Muslim meriwayatkan dari Abu Hurairah radhiyallahu ‘anhu beliau berkata:
زَارَ النَّبِيُّ صَلَّى اللَّهُ عَلَيْهِ وَسَلَّمَ قَبْرَ أُمِّهِ فَبَكَى وَأَبْكَى مَنْ حَوْلَهُ
“Nabi shallallahu ‘alaihi wasallam menziarahi kubur ibunya, lalu beliau menangis sehingga orang yang berada di sekelilingnya pun ikut menangis.”
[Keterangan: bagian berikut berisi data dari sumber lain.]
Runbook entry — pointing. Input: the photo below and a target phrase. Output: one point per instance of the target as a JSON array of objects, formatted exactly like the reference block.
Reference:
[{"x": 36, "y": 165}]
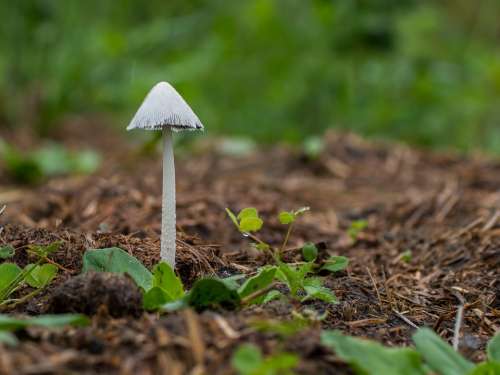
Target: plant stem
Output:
[
  {"x": 287, "y": 236},
  {"x": 48, "y": 260},
  {"x": 10, "y": 303}
]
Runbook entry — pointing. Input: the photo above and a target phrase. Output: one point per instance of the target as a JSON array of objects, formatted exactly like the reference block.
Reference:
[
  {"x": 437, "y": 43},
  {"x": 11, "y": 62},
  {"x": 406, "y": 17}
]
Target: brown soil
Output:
[{"x": 445, "y": 209}]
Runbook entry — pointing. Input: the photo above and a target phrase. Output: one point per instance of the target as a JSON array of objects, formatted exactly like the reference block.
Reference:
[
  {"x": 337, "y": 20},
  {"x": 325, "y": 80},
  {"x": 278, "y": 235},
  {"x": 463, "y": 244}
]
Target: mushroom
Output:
[{"x": 164, "y": 109}]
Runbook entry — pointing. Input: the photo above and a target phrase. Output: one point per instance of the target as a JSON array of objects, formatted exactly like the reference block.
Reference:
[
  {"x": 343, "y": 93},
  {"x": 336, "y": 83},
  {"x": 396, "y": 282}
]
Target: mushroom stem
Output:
[{"x": 168, "y": 203}]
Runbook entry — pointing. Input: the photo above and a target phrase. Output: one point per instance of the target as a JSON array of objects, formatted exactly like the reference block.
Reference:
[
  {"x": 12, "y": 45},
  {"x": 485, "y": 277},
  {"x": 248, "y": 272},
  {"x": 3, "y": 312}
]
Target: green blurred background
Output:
[{"x": 426, "y": 72}]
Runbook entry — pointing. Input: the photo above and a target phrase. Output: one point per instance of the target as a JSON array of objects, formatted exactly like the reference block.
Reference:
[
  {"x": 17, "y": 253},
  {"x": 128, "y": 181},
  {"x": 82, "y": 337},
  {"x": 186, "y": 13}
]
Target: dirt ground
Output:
[{"x": 444, "y": 209}]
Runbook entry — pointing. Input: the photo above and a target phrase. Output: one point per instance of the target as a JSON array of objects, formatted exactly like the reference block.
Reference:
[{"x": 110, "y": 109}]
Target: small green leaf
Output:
[
  {"x": 40, "y": 276},
  {"x": 117, "y": 260},
  {"x": 250, "y": 224},
  {"x": 45, "y": 250},
  {"x": 292, "y": 276},
  {"x": 155, "y": 298},
  {"x": 176, "y": 305},
  {"x": 271, "y": 296},
  {"x": 8, "y": 273},
  {"x": 165, "y": 278},
  {"x": 309, "y": 252},
  {"x": 493, "y": 348},
  {"x": 247, "y": 359},
  {"x": 286, "y": 217},
  {"x": 367, "y": 357},
  {"x": 439, "y": 355},
  {"x": 248, "y": 212},
  {"x": 232, "y": 217},
  {"x": 260, "y": 281},
  {"x": 8, "y": 339},
  {"x": 486, "y": 368},
  {"x": 7, "y": 252},
  {"x": 336, "y": 264},
  {"x": 10, "y": 323},
  {"x": 212, "y": 293}
]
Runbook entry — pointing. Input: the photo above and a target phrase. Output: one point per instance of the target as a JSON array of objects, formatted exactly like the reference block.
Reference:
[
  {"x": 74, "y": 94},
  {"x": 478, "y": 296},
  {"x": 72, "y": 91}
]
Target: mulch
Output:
[{"x": 441, "y": 208}]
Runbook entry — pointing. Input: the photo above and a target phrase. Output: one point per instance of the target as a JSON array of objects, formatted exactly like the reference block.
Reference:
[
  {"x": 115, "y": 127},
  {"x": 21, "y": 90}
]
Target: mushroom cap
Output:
[{"x": 162, "y": 108}]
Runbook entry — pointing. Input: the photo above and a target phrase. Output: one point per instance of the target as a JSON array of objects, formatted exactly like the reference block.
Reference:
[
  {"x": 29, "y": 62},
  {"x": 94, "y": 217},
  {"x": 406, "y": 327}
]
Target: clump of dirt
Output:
[
  {"x": 431, "y": 244},
  {"x": 89, "y": 292}
]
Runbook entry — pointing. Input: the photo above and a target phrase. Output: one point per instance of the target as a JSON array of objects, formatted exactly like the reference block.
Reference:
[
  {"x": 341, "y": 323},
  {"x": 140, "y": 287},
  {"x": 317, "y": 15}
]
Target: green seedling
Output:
[
  {"x": 36, "y": 275},
  {"x": 7, "y": 252},
  {"x": 48, "y": 161},
  {"x": 356, "y": 228},
  {"x": 285, "y": 328},
  {"x": 431, "y": 355},
  {"x": 248, "y": 360},
  {"x": 163, "y": 290},
  {"x": 406, "y": 256},
  {"x": 9, "y": 324}
]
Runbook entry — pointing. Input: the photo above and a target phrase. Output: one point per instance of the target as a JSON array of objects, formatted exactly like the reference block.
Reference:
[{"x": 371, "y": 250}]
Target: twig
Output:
[
  {"x": 375, "y": 287},
  {"x": 458, "y": 320},
  {"x": 491, "y": 223},
  {"x": 287, "y": 236}
]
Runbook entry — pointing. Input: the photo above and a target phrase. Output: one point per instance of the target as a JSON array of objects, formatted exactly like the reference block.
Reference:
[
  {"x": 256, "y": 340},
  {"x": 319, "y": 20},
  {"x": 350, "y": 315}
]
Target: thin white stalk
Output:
[{"x": 168, "y": 201}]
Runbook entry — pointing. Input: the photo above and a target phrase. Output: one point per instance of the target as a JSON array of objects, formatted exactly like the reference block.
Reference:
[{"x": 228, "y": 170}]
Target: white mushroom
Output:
[{"x": 164, "y": 109}]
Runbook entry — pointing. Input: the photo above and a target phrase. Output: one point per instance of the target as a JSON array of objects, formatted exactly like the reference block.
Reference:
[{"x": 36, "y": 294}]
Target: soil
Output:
[{"x": 442, "y": 208}]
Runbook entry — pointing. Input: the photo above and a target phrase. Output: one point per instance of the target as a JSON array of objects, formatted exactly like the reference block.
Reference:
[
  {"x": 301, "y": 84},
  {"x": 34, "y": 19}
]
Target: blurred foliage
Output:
[
  {"x": 422, "y": 71},
  {"x": 48, "y": 161}
]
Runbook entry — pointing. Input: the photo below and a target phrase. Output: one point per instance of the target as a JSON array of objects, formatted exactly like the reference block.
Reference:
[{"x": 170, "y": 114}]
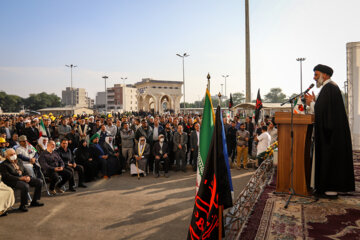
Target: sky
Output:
[{"x": 140, "y": 39}]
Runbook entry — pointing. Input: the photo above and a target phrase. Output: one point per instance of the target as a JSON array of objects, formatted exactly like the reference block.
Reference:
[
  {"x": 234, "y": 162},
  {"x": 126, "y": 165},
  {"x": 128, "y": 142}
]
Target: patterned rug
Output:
[{"x": 304, "y": 218}]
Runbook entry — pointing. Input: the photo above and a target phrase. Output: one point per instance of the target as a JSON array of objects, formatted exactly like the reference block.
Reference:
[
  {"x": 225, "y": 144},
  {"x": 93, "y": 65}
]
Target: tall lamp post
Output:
[
  {"x": 225, "y": 76},
  {"x": 183, "y": 60},
  {"x": 300, "y": 60},
  {"x": 105, "y": 78},
  {"x": 71, "y": 66},
  {"x": 124, "y": 99}
]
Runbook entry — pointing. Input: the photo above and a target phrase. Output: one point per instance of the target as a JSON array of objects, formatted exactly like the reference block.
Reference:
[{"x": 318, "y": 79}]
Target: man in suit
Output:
[
  {"x": 180, "y": 144},
  {"x": 194, "y": 145},
  {"x": 161, "y": 153},
  {"x": 15, "y": 175}
]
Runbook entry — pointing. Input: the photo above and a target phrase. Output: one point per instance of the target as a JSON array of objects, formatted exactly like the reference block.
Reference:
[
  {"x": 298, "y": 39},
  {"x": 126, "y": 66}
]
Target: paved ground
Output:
[{"x": 119, "y": 208}]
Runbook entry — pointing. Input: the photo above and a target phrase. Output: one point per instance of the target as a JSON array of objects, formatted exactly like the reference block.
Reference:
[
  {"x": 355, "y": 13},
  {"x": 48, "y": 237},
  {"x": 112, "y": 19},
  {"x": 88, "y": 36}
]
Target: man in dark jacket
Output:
[
  {"x": 180, "y": 148},
  {"x": 31, "y": 132},
  {"x": 66, "y": 155},
  {"x": 161, "y": 153},
  {"x": 231, "y": 140},
  {"x": 54, "y": 166},
  {"x": 15, "y": 175}
]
Adapun dalil haramnya meratap sebagaimana disebutkan di awal adalah hadits yang diriwayatkan oleh Muslim dari Abi Malik al-Asy’ari radhiyallahu ‘anhu bahwa Nabi shallallahu ‘alaihi wasallam bersabda:
النَّائِحَةُ إِذَا لَمْ تَتُبْ قَبْلَ مَوْتِهَا تُقَامُ يَوْمَ الْقِيَامَةِ وَعَلَيْهَا سِرْبَالٌ مِنْ قَطِرَانٍ وَدِرْعٌ مِنْ جَرَبٍ
“Orang yang meratapi mayit, jika ia belum bertaubat sebelum ajalnya tiba maka pada hari kiamat ia akan dibangkitkan dengan memakai baju panjang dari bahan yang lengket dan baju perang penyakit kulit”
Yakni dikuasakan atas anggota – anggota badannya penyakit kulit sehingga menutupinya seperti baju perang. قَطِرَانٍ adalah sejenis perekat dari pohon – pohon yang digunakan untuk mengolesi unta ketika terkena penyakit kulit.
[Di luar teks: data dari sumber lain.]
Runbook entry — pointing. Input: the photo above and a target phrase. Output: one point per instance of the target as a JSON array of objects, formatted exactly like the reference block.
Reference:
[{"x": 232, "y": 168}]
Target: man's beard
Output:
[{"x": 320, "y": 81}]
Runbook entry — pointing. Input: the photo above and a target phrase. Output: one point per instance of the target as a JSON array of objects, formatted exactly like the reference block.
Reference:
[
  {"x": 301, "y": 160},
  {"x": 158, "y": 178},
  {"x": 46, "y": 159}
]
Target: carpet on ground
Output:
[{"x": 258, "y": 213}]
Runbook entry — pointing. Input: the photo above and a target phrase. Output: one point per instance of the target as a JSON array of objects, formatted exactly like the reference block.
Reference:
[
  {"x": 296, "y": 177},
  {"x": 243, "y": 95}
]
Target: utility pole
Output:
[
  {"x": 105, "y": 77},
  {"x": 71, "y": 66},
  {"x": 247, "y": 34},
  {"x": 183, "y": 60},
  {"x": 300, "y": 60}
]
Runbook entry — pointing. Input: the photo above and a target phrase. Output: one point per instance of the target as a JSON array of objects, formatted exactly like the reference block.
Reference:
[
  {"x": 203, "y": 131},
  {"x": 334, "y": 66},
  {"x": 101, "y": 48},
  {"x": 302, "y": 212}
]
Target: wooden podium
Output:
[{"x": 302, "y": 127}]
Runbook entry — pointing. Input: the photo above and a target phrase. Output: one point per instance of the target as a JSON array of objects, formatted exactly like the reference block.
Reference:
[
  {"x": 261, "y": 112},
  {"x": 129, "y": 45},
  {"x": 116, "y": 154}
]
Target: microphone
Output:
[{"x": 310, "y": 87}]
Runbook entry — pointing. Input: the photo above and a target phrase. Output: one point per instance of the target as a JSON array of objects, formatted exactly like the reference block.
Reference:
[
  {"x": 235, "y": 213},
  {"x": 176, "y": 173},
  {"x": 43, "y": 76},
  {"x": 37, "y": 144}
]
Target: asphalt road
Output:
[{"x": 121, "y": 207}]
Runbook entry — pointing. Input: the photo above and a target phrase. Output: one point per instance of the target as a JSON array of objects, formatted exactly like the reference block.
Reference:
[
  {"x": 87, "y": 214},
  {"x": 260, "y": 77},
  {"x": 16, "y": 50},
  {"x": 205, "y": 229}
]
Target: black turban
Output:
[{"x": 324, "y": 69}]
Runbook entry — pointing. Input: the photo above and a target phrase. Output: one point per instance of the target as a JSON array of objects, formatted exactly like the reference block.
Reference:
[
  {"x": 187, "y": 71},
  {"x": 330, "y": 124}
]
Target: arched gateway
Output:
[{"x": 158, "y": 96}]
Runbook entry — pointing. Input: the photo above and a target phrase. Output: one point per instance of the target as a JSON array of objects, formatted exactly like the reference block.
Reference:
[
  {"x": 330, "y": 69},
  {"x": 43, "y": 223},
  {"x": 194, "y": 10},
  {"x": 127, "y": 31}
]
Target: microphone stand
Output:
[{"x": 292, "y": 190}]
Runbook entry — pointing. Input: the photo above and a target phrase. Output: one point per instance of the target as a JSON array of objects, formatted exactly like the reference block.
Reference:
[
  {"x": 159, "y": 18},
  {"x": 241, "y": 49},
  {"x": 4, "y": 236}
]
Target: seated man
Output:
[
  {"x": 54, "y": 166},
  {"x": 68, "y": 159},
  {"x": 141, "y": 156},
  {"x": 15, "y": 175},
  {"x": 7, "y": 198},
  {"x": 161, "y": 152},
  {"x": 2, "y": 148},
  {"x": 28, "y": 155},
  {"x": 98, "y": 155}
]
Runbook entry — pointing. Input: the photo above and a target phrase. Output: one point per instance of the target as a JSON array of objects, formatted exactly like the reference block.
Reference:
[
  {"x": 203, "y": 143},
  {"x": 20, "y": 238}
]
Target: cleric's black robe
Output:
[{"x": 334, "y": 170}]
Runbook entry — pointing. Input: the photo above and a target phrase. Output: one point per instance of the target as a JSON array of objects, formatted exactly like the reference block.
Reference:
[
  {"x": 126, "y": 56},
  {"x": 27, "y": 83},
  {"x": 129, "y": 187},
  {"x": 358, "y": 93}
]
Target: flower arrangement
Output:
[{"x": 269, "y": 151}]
Al-Bukhari juga meriwayatkan dari Abdullah Ibnu Mas’ud radhiyallahu ‘anhu beliau berkata: Nabi shallallahu ‘alaihi wasallam bersabda:
لَيْسَ مِنَّا مَنْ لَطَمَ الْخُدُودَ وَشَقَّ الْجُيُوبَ وَدَعَا بِدَعْوَى الْجَاهِلِيَّةِ
“Bukan dari golongan kami siapa yang menampar-nampar pipi, merobek-robek baju dan menyeru dengan seruan jahiliyyah (meratap) “.
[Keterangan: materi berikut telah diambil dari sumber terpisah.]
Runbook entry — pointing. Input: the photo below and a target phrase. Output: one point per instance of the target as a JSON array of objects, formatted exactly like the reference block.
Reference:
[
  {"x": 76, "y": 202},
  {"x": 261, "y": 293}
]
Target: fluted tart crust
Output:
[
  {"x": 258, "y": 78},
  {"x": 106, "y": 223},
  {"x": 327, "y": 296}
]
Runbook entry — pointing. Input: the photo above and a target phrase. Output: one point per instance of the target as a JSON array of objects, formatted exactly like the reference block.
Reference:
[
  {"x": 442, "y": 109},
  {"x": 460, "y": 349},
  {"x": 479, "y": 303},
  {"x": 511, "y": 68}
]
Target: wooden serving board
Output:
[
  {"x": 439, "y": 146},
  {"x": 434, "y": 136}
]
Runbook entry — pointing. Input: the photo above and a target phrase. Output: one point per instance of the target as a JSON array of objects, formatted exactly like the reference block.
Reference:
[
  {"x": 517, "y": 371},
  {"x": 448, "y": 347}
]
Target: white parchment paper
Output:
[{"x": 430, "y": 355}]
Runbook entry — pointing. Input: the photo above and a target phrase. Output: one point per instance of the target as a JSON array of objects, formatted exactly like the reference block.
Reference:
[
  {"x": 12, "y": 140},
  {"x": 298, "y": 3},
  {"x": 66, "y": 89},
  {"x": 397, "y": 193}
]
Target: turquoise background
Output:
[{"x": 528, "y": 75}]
Makna لَطَمَ adalah memukul atau menampar. Sedangkan الْجُيُوب adalah kata jama’ dari جَيبٌ yaitu rongga baju dari sisi leher, yakni merobek – robek bajunya dari sisi rongga tersebut. Makna بِدَعْوَى الْجَاهِلِيَّةِ yaitu perkataan yang biasa diucapkan kaum jahiliyah semisal “Wahai penopang rumah” dan yang semisalnya.
Dalam membantu kerabat yang ditinggalkan oleh mayit hendaknya kita menghibur mereka hingga tiga hari sejak dikuburkannya mayit.
Ibnu Majah meriwayatkan bahwa Nabi shallallahu ‘alaihi wasallam bersabda:
مَا مِنْ مُؤْمِنٍ يُعَزِّي أَخَاهُ بِمُصِيبَةٍ إِلَّا كَسَاهُ اللَّهُ سُبْحَانَهُ مِنْ حُلَلِ الْكَرَامَةِ يَوْمَ الْقِيَامَةِ
“Tidaklah seorang mukmin bertakziah kepada saudaranya yang terkena musibah, kecuali Allah Subhaanahu akan mengenakan pakaian kehormatan untuknya pada hari kiamat.”
Makna يُعَزِّي أَخَاهُ yaitu menghimbaunya untuk bersabar dan menghiburnya dengan ucapan semisal: “Semoga Allah melimpahkan pahalanya kepadamu” (أَعْظَمَ الله أَجْرَكَ).
Tidak disukai untuk mengucapkannya setelah tiga hari kecuali bagi musafir. Karena kesedihan itu selesai dalam waktu itu pada umumnya. Sehingga bukan merupakan hal yang disukai mengungkitnya kembali sebagaimana tidak disukainya untuk mengulang – ulangnya kembali. Yang utama untuk mengucapkannya adalah setelah pemakaman selesai karena keluarga mayit sibuk dengan persiapan pemakaman sebelum mayit dikuburkan, kecuali kesedihan mereka teramat sangat maka mendahulukan ucapan lebih utama sebagai penghibur bagi mereka.
Wallahu ‘alam bi as-shawab.
Rujukan:
al-Bugha, Dr. Musthafa Diib. At-Tadzhib fii Adillat Matan al-Ghayah wa at-Taqrib.